À exceção dos pássaros, pelo fato de terem um olho de cada lado da cabeça, todos os
outros bichos nos olham de frente, nos encaram de uma maneira muito intensa, com
seus olhos ressaltados por cores de grande contraste e brilho. São olhares
acusatórios? São olhares inquisidores? São olhares que nos remetem a nós mesmos,
como se quisessem sugerir que olhássemos para dentro de nós? Difícil precisar.
Como é próprio deste quadro há mais de um sentido possível nesses olhares.
Não há nenhuma pessoa no quadro. Os seres vivos que o compõem são animais ou
vegetais, induzindo a ideia de uma vivência regressiva, remetendo às historias infantis,
permeadas de bichos sobre os quais projetamos as atitudes e os sentimentos
humanos.
Chama a atenção a assinatura do pintor, por ter dois tons. Percebe-se que o
sobrenome foi pintado algum tempo depois da pintura do nome, tendo o autor usado
tom de azul diferente. O tom de azul do nome é idêntico ao tom de azul da raiz da flor.
Sabe-se que foi a primeira vez que Nello Nuno assinou em uma obra sua o seu
sobrenome Rangel. Em um quadro tão fluido e tão avesso diante de qualquer tentativa
de classificação taxativa e apressada, o artista elabora a própria identidade. E parece
sugerir que identidade possa ser algo mais próximo do fluido, da mudança, do que do
fixo e do imutável.
Essa pintura não aceita uma leitura dicotômica, dualista ou idealista.

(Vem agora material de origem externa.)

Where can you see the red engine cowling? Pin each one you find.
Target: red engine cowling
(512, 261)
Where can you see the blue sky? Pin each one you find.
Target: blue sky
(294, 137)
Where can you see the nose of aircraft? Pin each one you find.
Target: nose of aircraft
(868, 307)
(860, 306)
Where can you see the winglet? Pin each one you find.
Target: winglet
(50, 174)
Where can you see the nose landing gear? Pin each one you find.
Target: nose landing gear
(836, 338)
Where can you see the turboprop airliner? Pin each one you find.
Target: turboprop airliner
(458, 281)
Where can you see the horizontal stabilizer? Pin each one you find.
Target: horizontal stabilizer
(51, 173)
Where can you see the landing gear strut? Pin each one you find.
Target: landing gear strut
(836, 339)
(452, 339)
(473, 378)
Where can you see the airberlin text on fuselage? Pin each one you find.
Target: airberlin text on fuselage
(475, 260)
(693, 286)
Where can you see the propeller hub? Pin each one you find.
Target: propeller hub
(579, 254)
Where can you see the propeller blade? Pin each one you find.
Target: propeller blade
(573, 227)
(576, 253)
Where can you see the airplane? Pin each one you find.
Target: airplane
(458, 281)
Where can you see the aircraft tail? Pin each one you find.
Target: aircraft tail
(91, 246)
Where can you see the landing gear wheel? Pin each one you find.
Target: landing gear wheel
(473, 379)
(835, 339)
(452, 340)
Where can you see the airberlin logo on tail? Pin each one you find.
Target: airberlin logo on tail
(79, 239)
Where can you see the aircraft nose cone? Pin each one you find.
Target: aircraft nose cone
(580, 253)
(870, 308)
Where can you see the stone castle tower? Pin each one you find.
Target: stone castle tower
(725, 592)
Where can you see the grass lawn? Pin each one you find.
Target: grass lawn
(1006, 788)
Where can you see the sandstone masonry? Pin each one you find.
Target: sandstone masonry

Seus elementos
constitutivos não permitem a classificação apressada, transmutando-se sempre que
tentamos aprisioná-los em estereótipos. São os cães que saltam aos olhos ou recuam,
que revelam ou escondem. É a flor que sobe e o pássaro que desce. São os olhares
que encaram sem permitir classificar seu sentido. É o sol que não ilumina e a flor que
o faz. É o animal e a planta que se metamorfoseiam ao ultrapassar fronteiras. Assim,
são muitos os elementos que indicam uma ambivalência de sentidos e dessa forma
nos lançam numa atmosfera de incerteza e indefinição.
Talvez, por isso mesmo, esse quadro traga em si a possibilidade de modificar algo em
nós, modificar algumas formas muito taxativas que temos de olhar para nós mesmos
(e consequentemente para os outros à nossa volta), ou até permitir uma
reconfiguração um pouco mais abrangente dentro de cada um, uma verdadeira
ressimbolização do modo de se ver e do modo de ver a realidade na qual vivemos.